ほんとうに深刻な人手不足になってから、急に外国人を受け入れようとしても、そうかんたんにはいきません。切羽詰まってからでは、良い人がくるはずがありません。追い詰められてからの受け入れというのは、最悪の選択なのです。そのことが論議されていません。
だから、この4年間の経験は、ものすごく貴重なデータだったはずなのです。何百人という個別の事例のデータを今後に生かすために蓄積されていたでしょうか。
 ところが、日本の対応は、全員を一律に扱って、けっきょく、優れた人材も、優れていない人材も、いっしょくたに扱って、本音のところ、「いまは、まだ、日本が外国人を、介護現場に受け入れる時期ではない」という強いメッセージとともに、彼らを追い返してしまったのではないでしょうか。これでは、まったく、なんのために多額の税金や関係者の努力がなされたのでしょうか。

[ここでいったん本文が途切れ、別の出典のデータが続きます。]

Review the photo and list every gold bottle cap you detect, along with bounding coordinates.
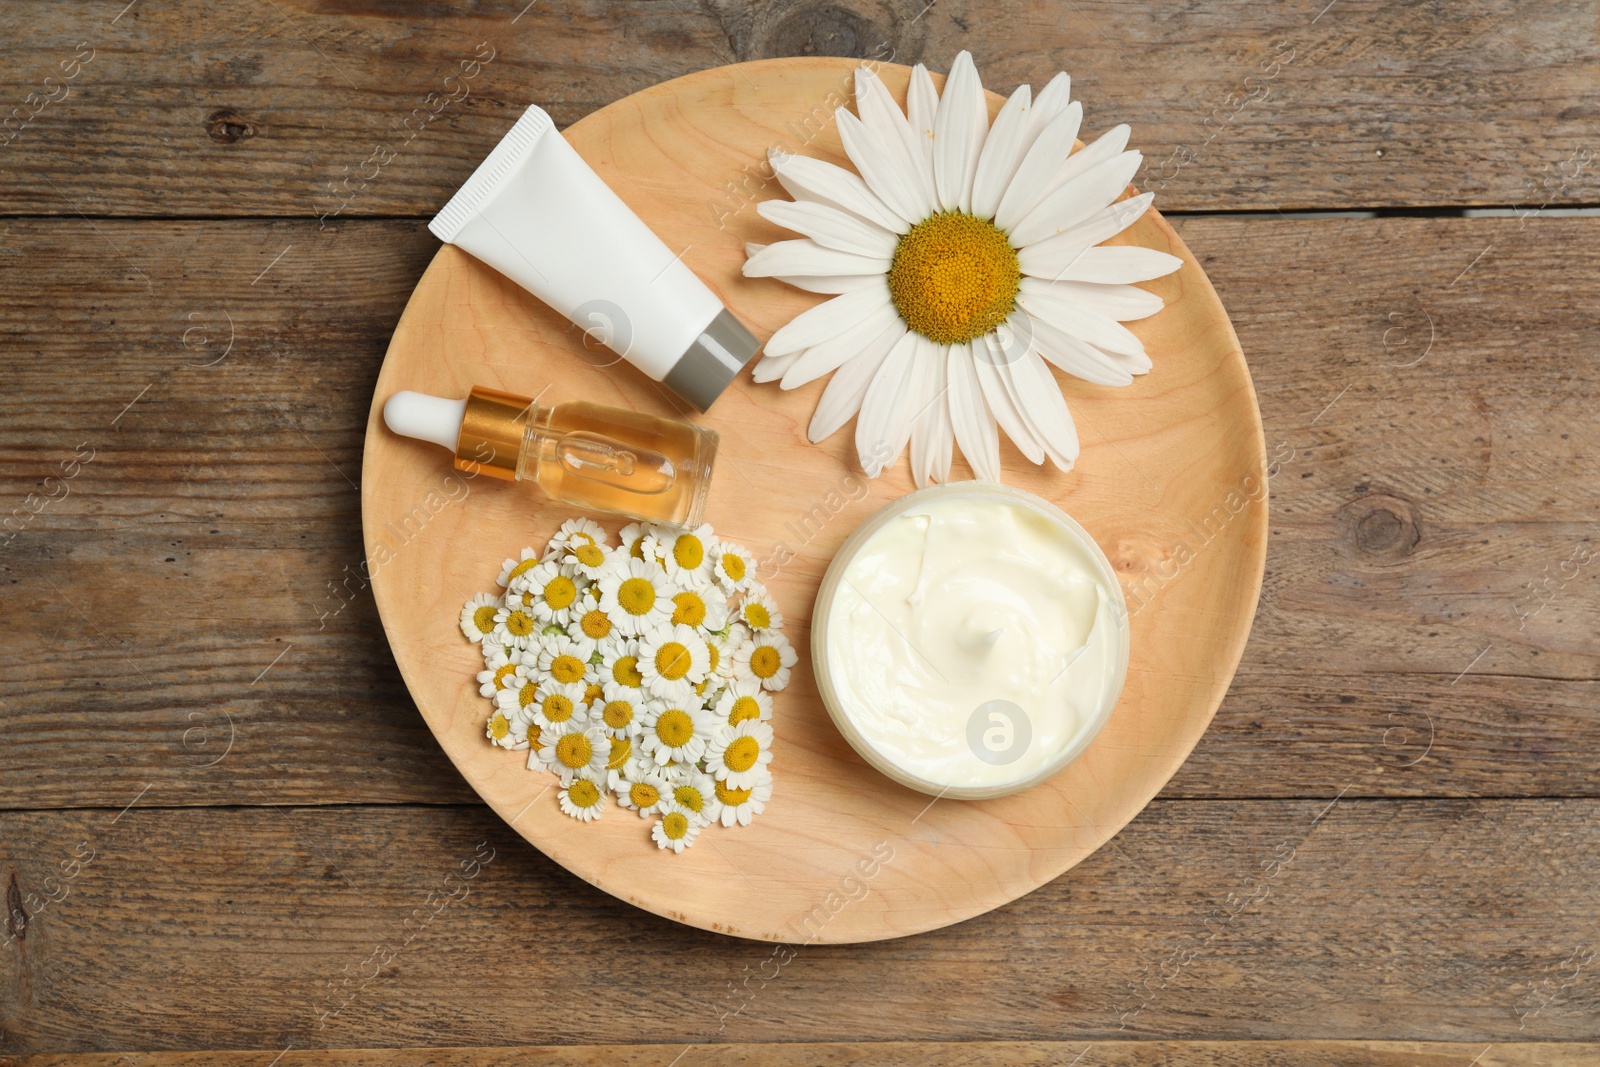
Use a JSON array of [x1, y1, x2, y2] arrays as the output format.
[[454, 385, 532, 481]]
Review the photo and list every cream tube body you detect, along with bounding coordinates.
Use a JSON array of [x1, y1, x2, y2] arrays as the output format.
[[430, 105, 757, 410]]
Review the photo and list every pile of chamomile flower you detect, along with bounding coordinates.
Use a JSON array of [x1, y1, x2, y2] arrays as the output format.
[[459, 518, 792, 853]]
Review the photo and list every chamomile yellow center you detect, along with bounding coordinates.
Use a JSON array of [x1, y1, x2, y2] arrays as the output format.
[[749, 645, 781, 679], [555, 732, 594, 769], [527, 722, 543, 748], [549, 654, 586, 684], [888, 211, 1020, 345], [574, 543, 605, 568], [655, 709, 694, 747], [714, 780, 752, 805], [706, 643, 720, 675], [584, 681, 604, 703], [628, 536, 647, 560], [654, 642, 692, 681], [720, 552, 746, 581], [503, 610, 535, 638], [728, 695, 761, 725], [566, 778, 601, 807], [673, 783, 705, 813], [473, 605, 498, 633], [602, 699, 635, 731], [673, 534, 704, 570], [671, 590, 707, 627], [612, 655, 643, 687], [543, 575, 577, 610], [742, 603, 771, 629], [541, 692, 574, 721], [508, 557, 539, 582], [661, 811, 690, 839], [580, 609, 611, 640], [617, 577, 657, 615], [607, 736, 632, 770], [630, 781, 660, 808], [492, 662, 518, 688], [723, 736, 761, 772], [489, 713, 510, 739], [518, 681, 538, 708]]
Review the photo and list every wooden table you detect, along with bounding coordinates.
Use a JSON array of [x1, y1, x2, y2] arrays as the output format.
[[2, 2, 1597, 1064]]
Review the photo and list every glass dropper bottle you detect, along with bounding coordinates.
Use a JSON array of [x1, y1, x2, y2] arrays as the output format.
[[383, 386, 717, 528]]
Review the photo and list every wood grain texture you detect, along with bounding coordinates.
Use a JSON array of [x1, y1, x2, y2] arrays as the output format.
[[362, 58, 1266, 943], [1, 801, 1597, 1052], [6, 1042, 1599, 1067], [1, 0, 1598, 216], [3, 215, 1598, 809]]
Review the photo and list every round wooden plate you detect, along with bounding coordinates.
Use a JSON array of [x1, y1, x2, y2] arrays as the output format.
[[362, 57, 1267, 944]]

壮大な無駄づかいにして、日本は本音と建て前とが分裂していることを世界に知らしめたことにほかなりません。
この国際化の時代に、日本は変わるべきなのに、変われなかった、ということを示してしまったのではないでしょうか。
インドネシアなど東アジア諸国にたいして、日本は優秀な外国人の行くべき国でない、ということを伝えてしまったのではないでしょうか。
だとしたら、私たちが考えている以上に、これは世界に、日本の失敗を示してしまった深刻な事件なのです。
 ◆第4・私のところで学んでいるインドネシア人留学生も、このテーマを論文にしようとして、4年間、たくさんのケーススタディを行い、その結果、たいへん悩んでしまいました。インドネシア介護福祉士候補者たちは、来日早々から、ものすごく不平不満や苦情をいっていたのです。身近な日本人には黙っていましたが。このように、日本とインドネシアの間に誤解や落差が当初からたくさんありました。ところが、日本側は、日本の建前を述べているだけでした。その狭間で、現場のインドネシア人たちがいちばん悩みました。優しい良い人たちなので、あまり表に出しませんでした。しかし心では不満をつのらせていました。私のところの留学生にも、たくさんの苦情相談をなげかけてきました。私の留学生は、その矛盾とギャップの深さに、ほんとうに泣きだしていました。私がみていても、日本側は、インドネシア人の声を真摯には聞き取っていません。あくまで、日本の制度のこと、日本の法律のこと、日本の建前のことを、一方的に述べてきただけだけだったのではないでしょうか。これではだめだと、インドネシア人たちが思って、優秀な人こそ、率先して帰国してしまったのではないでしょうか。それが今回の悲劇的な事件だったのではないでしょうか。
 苦悩するインドネシア介護福祉士候補者の内声をこそ、マスメディアも取り上げるべきだったと思います。